We had an incident in our ES cluster of 98 data nodes and 3 master nodes. The version of ES is 2.4.2. The cause of the incident was multiple aggregations on an analyzed field run on very big indices. Two nodes had OutOfMemory error and many nodes had their heap usage above 95% for hours.
We took a heap dump for one of the Elasticsearch data node using jmap. There were continuous Full GC's on this node for almost 3 hours before the heap dump was taken. Also, fielddata circuit breaker tripped many times on this node before any GC activity logged on the elasticsearch log.
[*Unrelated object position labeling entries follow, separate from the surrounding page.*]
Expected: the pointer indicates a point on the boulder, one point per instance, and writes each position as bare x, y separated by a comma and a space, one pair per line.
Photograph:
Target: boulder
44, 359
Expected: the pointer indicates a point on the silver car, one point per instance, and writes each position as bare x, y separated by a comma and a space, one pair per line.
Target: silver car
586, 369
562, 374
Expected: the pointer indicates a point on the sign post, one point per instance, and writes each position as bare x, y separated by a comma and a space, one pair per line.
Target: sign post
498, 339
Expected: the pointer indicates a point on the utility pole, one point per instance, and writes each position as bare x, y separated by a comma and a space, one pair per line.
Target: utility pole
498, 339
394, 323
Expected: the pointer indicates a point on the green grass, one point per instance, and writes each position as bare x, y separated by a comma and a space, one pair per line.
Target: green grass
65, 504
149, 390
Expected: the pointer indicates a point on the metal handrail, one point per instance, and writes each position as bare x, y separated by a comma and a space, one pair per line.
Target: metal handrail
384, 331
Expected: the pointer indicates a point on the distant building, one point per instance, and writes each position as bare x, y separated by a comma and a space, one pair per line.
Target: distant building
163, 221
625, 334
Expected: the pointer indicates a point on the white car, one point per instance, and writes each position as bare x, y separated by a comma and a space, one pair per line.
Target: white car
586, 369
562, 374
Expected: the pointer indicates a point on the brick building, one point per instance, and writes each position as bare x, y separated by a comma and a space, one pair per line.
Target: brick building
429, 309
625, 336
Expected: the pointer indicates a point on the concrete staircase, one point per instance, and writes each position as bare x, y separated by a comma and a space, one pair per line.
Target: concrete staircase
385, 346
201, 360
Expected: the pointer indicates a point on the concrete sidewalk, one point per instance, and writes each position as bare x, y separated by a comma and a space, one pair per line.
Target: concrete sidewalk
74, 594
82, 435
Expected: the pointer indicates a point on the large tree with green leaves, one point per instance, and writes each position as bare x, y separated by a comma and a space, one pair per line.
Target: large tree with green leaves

For almost 3 hours, the GC activity shows almost nothing can be freed from the heap, as shown in the below excerpt from the log file (the ip is replaced by 10.x.x.x).
[2017-03-14 12:19:53,625][INFO ][monitor.jvm ] [10.x.x.x] [gc][old][1186394][1152] duration [9s], collections [1]/[9.2s], total [9s]/[2.1h], memory [15.4gb]->[15.3gb]/[15.8gb], all_pools {[young] [488.9mb]->[424.5mb]/[865.3mb]}{[survivor] [0b]->[0b]/[108.1mb]}{[old] [14.9gb]->[14.9gb]/[14.9gb]}
[2017-03-14 12:20:03,884][INFO ][monitor.jvm ] [10.x.x.x] [gc][old][1186395][1153] duration [9.9s], collections [1]/[10.4s], total [9.9s]/[2.1h], memory [15.3gb]->[15.4gb]/[15.8gb], all_pools {[young] [424.5mb]->[519.2mb]/[865.3mb]}{[survivor] [0b]->[0b]/[108.1mb]}{[old] [14.9gb]->[14.9gb]/[14.9gb]}
Right after the heap dump was taken, almost 8GB of heap was free (by jmap), as shown in the below excerpt from the log file (at 2017-03-14 12:53:01,937).
[2017-03-14 12:52:53,004][INFO ][monitor.jvm ] [10.x.x.x] [gc][old][1186459][1207] duration [9.3s], collections [1]/[9.7s], total [9.3s]/[2.6h], memory [15.4gb]->[15.3gb]/[15.8gb], all_pools {[young] [493mb]->[423mb]/[865.3mb]}{[survivor] [0b]->[0b]/[108.1mb]}{[old] [14.9gb]->[14.9gb]/[14.9gb]}
[2017-03-14 12:53:01,937][INFO ][monitor.jvm ] [10.x.x.x] [gc][old][1186460][1208] duration [8.2s], collections [1]/[8.9s], total [8.2s]/[2.6h], memory [15.3gb]->[7gb]/[15.8gb], all_pools {[young] [423mb]->[4.4mb]/[865.3mb]}{[survivor] [0b]->[0b]/[108.1mb]}{[old] [14.9gb]->[7gb]/[14.9gb]}
My question is: why was Elasticsearch unable to free up the heap even though a huge chunk of memory is occupied by garbages (as demonstrated by jmap)? Regarding JVM configuration, we use Elastic's recommendation. Each data node has the below configuration:
-Xms16g -Xmx16g -XX:+UseParNewGC -XX:+UseConcMarkSweepGC -XX:CMSInitiatingOccupancyFraction=75
-XX:+UseCMSInitiatingOccupancyOnly -XX:+HeapDumpOnOutOfMemoryError -XX:+DisableExplicitGC -XX:-HeapDumpOnOutOfMemoryError
Many of the ES data nodes showed heap usage of > 95% for more than 3 hours making the cluster unavailable and slow. We were able to fix the issue by clearing the caches that brought back the heap usages to < 75%. Also, we disabled aggregation on the field that caused the issue.